A nova aposta da Cielo para atrair varejistas é permitir que o POS (a máquina que passa o cartão) sirva de meio para fidelizar o cliente através de cadastros on-line e promoções. Segundo o presidente da Cielo, Rômulo Dias, ao invés do cliente juntar cupons para ganhar algo grátis após uma série de compras, por exemplo, o sistema da Cielo registrará cada aquisição eletronicamente e informará no comprovante da operação quantas compras já foram feitas. “Não será preciso guardar o papelzinho, pois as compras estarão sempre registradas”, explicou Dias, que participou hoje de um seminário do setor em São Paulo.
A iniciativa está em fase de testes com pequenos e grandes varejistas e de deve ser oficialmente anunciada ainda este mês. Um dos parceiros é a Cacau Show, revelou o presidente da Cielo.
O fim da exclusividade entre credenciadoras e bandeiras de cartões, em julho, acelerou a criatividade das maiores empresas do país, Cielo e Redecard. As duas têm investido principalmente em serviços e no uso de celulares para pagamento (substituindo o plástico) e processamento da transação (substituindo o POS).
Para Dias, a oferta de serviços vai se tornar um diferencial cada vez mais importante. Em parceria com o Banco do Brasil, a Cielo também está com uma promoção, até novembro, chamada “Dois passos do paraíso”, que sorteia prêmios de R$ 100 a R$ 100 mil para os clientes que pagarem com o Ourocard usando o POS da Cielo.
A Redecard também se movimenta para oferecer mais serviços ao consumidor e incentivar o uso do seu POS pelo lojista. No mês passado, a credenciadora anunciou parceria com a Multiplus, que gerencia o programa de milhagens da TAM. Com isso, os clientes podem consultar seu saldo e ganhar e resgatar pontos por meio da maquininha da Redecard.
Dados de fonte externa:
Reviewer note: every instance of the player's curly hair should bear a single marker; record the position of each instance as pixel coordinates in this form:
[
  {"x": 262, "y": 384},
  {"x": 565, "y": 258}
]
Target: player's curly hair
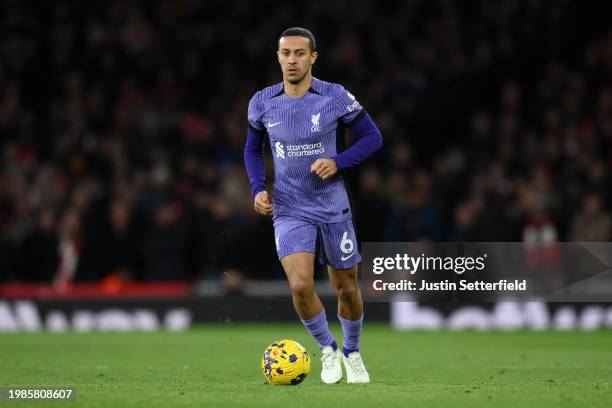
[{"x": 300, "y": 32}]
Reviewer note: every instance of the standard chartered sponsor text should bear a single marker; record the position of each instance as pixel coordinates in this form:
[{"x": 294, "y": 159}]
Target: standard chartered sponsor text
[{"x": 305, "y": 149}]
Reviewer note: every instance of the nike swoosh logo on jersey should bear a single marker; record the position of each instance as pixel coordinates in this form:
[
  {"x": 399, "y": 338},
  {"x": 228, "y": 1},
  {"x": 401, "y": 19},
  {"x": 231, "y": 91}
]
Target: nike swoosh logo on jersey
[{"x": 345, "y": 258}]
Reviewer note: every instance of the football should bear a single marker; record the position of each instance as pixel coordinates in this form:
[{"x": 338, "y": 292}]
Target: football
[{"x": 285, "y": 362}]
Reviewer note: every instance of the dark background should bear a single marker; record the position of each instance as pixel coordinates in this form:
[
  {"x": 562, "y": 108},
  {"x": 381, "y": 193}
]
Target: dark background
[{"x": 122, "y": 126}]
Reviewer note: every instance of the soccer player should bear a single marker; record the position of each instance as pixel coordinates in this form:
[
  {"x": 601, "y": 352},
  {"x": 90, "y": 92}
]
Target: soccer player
[{"x": 303, "y": 117}]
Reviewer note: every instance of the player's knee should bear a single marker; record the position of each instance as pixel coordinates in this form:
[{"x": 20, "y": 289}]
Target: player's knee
[
  {"x": 347, "y": 293},
  {"x": 302, "y": 288}
]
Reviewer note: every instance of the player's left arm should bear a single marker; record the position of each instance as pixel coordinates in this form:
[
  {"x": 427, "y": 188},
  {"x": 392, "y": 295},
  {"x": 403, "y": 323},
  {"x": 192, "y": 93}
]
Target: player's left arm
[{"x": 369, "y": 137}]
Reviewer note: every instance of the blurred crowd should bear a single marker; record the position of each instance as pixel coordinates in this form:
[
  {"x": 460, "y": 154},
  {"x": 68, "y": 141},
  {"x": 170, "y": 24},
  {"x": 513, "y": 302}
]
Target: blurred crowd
[{"x": 122, "y": 126}]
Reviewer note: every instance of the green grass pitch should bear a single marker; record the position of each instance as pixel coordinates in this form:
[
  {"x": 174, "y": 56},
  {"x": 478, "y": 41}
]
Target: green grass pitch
[{"x": 219, "y": 366}]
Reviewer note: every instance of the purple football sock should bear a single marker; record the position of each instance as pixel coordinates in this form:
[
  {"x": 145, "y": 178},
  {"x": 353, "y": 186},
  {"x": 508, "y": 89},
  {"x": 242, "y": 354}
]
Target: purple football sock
[
  {"x": 318, "y": 328},
  {"x": 351, "y": 330}
]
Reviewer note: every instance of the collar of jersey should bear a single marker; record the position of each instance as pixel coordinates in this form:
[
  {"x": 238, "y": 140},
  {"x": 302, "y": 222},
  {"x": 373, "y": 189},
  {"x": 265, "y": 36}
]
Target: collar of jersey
[{"x": 313, "y": 88}]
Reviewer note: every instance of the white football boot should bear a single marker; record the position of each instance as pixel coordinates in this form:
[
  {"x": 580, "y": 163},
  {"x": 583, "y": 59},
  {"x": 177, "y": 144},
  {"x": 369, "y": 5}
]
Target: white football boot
[
  {"x": 332, "y": 365},
  {"x": 355, "y": 370}
]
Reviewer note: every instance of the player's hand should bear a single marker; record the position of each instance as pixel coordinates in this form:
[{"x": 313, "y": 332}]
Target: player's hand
[
  {"x": 324, "y": 168},
  {"x": 262, "y": 203}
]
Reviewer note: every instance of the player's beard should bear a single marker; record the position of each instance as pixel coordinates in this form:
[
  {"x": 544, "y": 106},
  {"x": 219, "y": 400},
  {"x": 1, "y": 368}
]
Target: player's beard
[{"x": 296, "y": 81}]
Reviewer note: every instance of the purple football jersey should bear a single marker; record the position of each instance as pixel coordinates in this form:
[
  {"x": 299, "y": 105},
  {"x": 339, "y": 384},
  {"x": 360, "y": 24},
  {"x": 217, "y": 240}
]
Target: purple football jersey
[{"x": 302, "y": 130}]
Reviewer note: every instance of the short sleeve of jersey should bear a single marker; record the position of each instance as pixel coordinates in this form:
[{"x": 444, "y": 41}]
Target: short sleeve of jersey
[
  {"x": 347, "y": 107},
  {"x": 255, "y": 112}
]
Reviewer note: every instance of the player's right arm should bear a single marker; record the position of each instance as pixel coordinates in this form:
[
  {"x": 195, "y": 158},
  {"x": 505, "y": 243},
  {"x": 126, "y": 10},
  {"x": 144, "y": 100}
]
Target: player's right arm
[{"x": 254, "y": 157}]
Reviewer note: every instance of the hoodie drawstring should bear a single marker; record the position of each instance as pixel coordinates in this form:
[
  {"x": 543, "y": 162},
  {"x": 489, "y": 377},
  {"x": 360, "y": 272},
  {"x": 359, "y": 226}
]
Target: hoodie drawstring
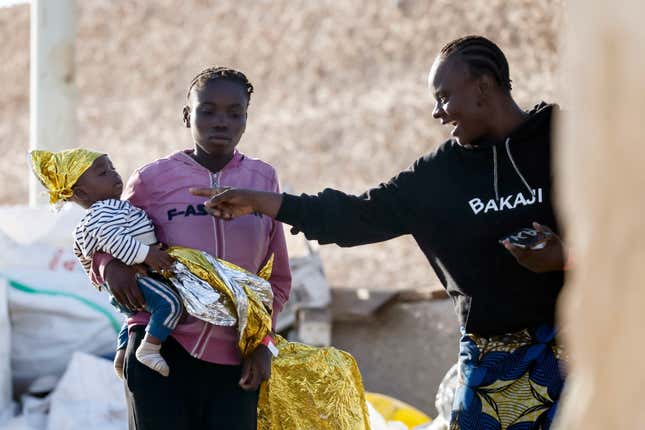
[
  {"x": 495, "y": 179},
  {"x": 507, "y": 144}
]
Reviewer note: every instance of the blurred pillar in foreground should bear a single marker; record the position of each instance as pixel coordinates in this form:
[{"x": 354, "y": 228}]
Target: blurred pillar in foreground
[
  {"x": 52, "y": 89},
  {"x": 601, "y": 178}
]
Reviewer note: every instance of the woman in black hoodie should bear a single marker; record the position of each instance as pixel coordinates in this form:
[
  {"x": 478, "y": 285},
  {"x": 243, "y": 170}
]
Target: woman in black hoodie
[{"x": 464, "y": 204}]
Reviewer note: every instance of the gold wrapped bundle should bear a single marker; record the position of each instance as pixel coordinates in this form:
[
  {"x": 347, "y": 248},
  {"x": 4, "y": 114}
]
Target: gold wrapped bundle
[
  {"x": 310, "y": 388},
  {"x": 243, "y": 294}
]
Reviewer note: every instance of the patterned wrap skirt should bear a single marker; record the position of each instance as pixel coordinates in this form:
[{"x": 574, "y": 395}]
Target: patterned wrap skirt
[{"x": 508, "y": 382}]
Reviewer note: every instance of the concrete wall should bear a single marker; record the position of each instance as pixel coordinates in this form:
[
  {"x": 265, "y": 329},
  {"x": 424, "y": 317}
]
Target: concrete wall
[{"x": 602, "y": 178}]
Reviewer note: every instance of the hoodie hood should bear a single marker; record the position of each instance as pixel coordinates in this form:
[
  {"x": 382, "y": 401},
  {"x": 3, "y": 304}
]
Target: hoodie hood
[{"x": 537, "y": 125}]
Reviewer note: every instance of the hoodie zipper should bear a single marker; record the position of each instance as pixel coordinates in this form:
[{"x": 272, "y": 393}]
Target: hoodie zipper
[
  {"x": 507, "y": 144},
  {"x": 219, "y": 234}
]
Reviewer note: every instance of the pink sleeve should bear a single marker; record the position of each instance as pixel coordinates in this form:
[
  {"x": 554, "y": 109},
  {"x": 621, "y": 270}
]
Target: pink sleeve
[
  {"x": 136, "y": 194},
  {"x": 281, "y": 275}
]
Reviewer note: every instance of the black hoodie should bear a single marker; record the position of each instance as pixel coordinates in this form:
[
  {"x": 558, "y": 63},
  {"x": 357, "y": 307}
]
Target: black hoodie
[{"x": 457, "y": 202}]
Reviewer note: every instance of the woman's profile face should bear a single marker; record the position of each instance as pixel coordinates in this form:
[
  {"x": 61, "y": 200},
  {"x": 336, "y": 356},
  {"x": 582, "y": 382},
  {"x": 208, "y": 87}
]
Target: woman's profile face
[
  {"x": 458, "y": 99},
  {"x": 218, "y": 116}
]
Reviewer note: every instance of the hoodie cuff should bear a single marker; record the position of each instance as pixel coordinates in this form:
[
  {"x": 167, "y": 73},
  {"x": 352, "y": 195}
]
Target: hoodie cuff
[{"x": 289, "y": 211}]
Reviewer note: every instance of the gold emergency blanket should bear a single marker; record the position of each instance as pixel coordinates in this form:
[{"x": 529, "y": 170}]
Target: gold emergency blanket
[
  {"x": 244, "y": 299},
  {"x": 312, "y": 388}
]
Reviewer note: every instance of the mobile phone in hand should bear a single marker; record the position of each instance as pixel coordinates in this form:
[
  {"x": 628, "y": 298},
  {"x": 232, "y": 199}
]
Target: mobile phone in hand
[{"x": 527, "y": 238}]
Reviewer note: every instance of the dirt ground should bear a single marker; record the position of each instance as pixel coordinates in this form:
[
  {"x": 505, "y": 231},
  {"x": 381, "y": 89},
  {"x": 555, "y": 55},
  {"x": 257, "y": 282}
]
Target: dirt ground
[
  {"x": 405, "y": 351},
  {"x": 340, "y": 98}
]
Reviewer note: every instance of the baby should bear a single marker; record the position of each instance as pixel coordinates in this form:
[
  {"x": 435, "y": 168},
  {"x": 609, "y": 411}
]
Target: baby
[{"x": 117, "y": 228}]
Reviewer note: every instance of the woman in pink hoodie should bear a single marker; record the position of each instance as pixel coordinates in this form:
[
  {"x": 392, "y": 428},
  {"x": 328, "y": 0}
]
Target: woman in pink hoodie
[{"x": 209, "y": 386}]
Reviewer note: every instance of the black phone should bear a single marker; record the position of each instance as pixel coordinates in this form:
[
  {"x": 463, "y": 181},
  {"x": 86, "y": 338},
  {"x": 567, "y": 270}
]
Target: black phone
[{"x": 527, "y": 238}]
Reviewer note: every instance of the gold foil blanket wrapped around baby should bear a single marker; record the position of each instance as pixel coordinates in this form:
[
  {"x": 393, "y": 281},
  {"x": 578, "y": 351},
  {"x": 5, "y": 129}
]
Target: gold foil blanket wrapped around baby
[{"x": 310, "y": 388}]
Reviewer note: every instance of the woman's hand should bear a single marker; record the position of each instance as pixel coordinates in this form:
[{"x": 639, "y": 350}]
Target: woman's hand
[
  {"x": 549, "y": 258},
  {"x": 230, "y": 203},
  {"x": 122, "y": 281},
  {"x": 256, "y": 368}
]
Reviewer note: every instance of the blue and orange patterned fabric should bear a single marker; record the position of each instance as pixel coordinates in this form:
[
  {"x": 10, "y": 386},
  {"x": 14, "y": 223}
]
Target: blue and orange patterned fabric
[{"x": 508, "y": 382}]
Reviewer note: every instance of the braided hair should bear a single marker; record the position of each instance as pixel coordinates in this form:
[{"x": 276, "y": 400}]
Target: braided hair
[
  {"x": 482, "y": 56},
  {"x": 212, "y": 73}
]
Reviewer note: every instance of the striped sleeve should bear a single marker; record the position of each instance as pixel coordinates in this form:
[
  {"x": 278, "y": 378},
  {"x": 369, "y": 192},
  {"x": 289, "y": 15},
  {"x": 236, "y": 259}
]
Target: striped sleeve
[{"x": 107, "y": 228}]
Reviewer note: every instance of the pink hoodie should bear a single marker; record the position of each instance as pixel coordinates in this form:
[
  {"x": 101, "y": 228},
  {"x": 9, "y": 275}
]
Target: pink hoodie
[{"x": 161, "y": 189}]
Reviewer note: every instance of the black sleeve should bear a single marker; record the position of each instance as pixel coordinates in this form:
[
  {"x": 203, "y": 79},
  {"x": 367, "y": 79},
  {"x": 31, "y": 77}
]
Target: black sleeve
[{"x": 332, "y": 216}]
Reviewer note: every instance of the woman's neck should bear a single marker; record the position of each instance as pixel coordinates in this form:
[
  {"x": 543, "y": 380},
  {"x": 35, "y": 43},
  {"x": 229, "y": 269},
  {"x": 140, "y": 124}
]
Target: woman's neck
[
  {"x": 509, "y": 116},
  {"x": 213, "y": 162}
]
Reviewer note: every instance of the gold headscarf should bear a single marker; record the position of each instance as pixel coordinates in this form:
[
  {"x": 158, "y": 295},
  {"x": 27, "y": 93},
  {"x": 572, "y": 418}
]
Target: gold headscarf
[{"x": 59, "y": 171}]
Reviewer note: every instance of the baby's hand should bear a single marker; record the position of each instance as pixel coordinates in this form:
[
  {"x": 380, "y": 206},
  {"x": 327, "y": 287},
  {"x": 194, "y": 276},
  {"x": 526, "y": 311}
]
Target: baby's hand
[{"x": 157, "y": 259}]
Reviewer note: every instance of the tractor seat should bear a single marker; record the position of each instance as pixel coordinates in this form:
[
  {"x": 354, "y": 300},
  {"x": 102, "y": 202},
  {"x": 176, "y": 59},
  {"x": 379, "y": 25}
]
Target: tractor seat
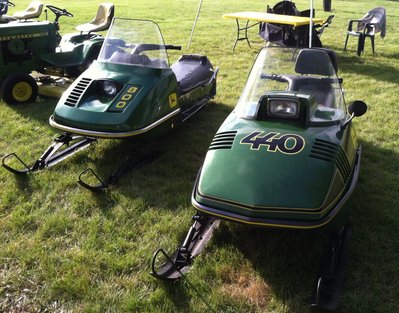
[
  {"x": 102, "y": 21},
  {"x": 192, "y": 71},
  {"x": 32, "y": 11}
]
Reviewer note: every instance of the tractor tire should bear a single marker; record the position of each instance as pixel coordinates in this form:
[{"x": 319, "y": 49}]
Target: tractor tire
[{"x": 19, "y": 89}]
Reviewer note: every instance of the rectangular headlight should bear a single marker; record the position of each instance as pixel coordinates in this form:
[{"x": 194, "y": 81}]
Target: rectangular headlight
[{"x": 283, "y": 108}]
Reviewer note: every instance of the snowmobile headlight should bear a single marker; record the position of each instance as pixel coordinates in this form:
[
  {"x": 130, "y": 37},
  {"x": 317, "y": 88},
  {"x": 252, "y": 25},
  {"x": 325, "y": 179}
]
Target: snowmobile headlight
[
  {"x": 109, "y": 88},
  {"x": 283, "y": 108}
]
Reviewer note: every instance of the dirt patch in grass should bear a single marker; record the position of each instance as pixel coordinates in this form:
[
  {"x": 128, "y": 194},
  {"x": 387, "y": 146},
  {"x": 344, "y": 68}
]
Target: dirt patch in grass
[{"x": 244, "y": 284}]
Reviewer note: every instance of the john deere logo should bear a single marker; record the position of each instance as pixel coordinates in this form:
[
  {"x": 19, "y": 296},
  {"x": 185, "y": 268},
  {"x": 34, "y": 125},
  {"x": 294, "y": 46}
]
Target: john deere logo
[{"x": 23, "y": 36}]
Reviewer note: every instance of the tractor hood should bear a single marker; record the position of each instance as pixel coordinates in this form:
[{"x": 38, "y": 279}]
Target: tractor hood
[{"x": 260, "y": 168}]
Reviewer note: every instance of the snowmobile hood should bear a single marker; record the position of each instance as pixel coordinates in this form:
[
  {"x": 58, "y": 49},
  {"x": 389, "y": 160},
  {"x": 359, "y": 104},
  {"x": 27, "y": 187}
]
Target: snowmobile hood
[
  {"x": 262, "y": 166},
  {"x": 123, "y": 101}
]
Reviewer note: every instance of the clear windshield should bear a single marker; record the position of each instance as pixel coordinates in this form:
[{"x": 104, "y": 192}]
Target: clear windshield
[
  {"x": 134, "y": 42},
  {"x": 304, "y": 71}
]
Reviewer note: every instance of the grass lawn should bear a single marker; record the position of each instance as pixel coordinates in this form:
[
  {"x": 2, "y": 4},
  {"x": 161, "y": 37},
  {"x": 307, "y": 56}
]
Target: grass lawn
[{"x": 66, "y": 249}]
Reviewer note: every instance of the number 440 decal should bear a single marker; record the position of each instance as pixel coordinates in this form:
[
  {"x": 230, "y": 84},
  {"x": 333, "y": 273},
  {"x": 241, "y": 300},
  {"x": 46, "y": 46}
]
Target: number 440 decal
[{"x": 287, "y": 143}]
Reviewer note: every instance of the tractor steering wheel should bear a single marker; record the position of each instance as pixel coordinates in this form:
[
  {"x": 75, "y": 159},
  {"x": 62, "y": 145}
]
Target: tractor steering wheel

Outra estratégia da Redecard é processar cartões de bandeiras regionais e internacionais, enquanto a Cielo tem focado mais nas três grandes, Visa, Mastercard e American Express. Além da americana Discover, o POS da Redecard passará a aceitar também a bandeira asiática China UnionPay no início de 2011. O objetivo é aumentar o potencial de venda dos lojistas diante do maior fluxo de estrangeiros para o Brasil, tendo em vista também a realização da Copa (2014) e das Olimpíadas (2016). “Temos 21 bandeiras. Nossa estratégia é oferecer combos de cartões para o varejista, de acordo com suas preferências”, contou o presidente da Redecard, Roberto Medeiros, que também participou do seminário.
Em setembro, Cielo e Oi anunciaram a criação de uma joint venture, apostando no aumento do uso do celular como veículo para processar pagamentos. Redecard e Vivo já firmaram parceria similar, com o Itaú, para que os telefones celulares dos consumidores sejam usados como cartão de crédito, substituindo o dinheiro de plástico. A iniciativa ainda está em fase de testes e não há previsão de lançamento comercial.
Tentando se diferenciar das líderes de mercado, Santander passou a atuar este como credenciadora, com foco em pequenos e médios varejistas. A estratégia é integrar os serviços bancários e de processamento de operações de cartão de crédito. “Lavoisier está aí, né? Estamos aí para copiar com inteligência”, disse Rômulo Dias, em referência a regra de Antoine Lavoisier: “Na natureza nada se cria, nada se perde, tudo se transforma”.